On the relation between the second law of thermodynamics and classical and quantum mechanics

TL;DR

This paper critically examines the connection between the second law of thermodynamics and classical and quantum mechanics, highlighting the assumptions and limitations involved in deriving irreversibility from deterministic theories.

Contribution

It clarifies that derivations of the second law from classical mechanics involve additional assumptions and discusses the role of information and coarse-graining, contrasting classical and quantum perspectives.

Findings

Classical mechanics derivations of the second law rely on extra assumptions.

Coarse-graining reflects finite information, not ignorance.

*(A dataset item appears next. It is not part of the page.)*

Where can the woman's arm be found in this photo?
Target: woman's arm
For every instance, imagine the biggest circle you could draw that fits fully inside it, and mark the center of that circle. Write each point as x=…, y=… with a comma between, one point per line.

Quantum mechanics supports entropy's finite information but doesn't explain irreversibility.

Abstract

In textbooks on statistical mechanics, one finds often arguments based on classical mechanics, phase space and ergodicity in order to justify the second law of thermodynamics. However, the basic equations of motion of classical mechanics are deterministic and reversible, while the second law of thermodynamics is irreversible and not deterministic, because it states that a system forgets its past when approaching equilibrium. I argue that all "derivations" of the second law of thermodynamics from classical mechanics include additional assumptions that are not part of classical mechanics. The same holds for Boltzmann's H-theorem. Furthermore, I argue that the coarse-graining of phase-space that is used when deriving the second law cannot be viewed as an expression of our ignorance of the details of the microscopic state of the system, but reflects the fact that the state of a system is fully specified by using only a finite number of bits, as implied by the concept of entropy, which is related to the number of different microstates that a closed system can have. While quantum mechanics, as described by the Schroedinger equation, puts this latter statement on a firm ground, it cannot explain the irreversibility and stochasticity inherent in the second law.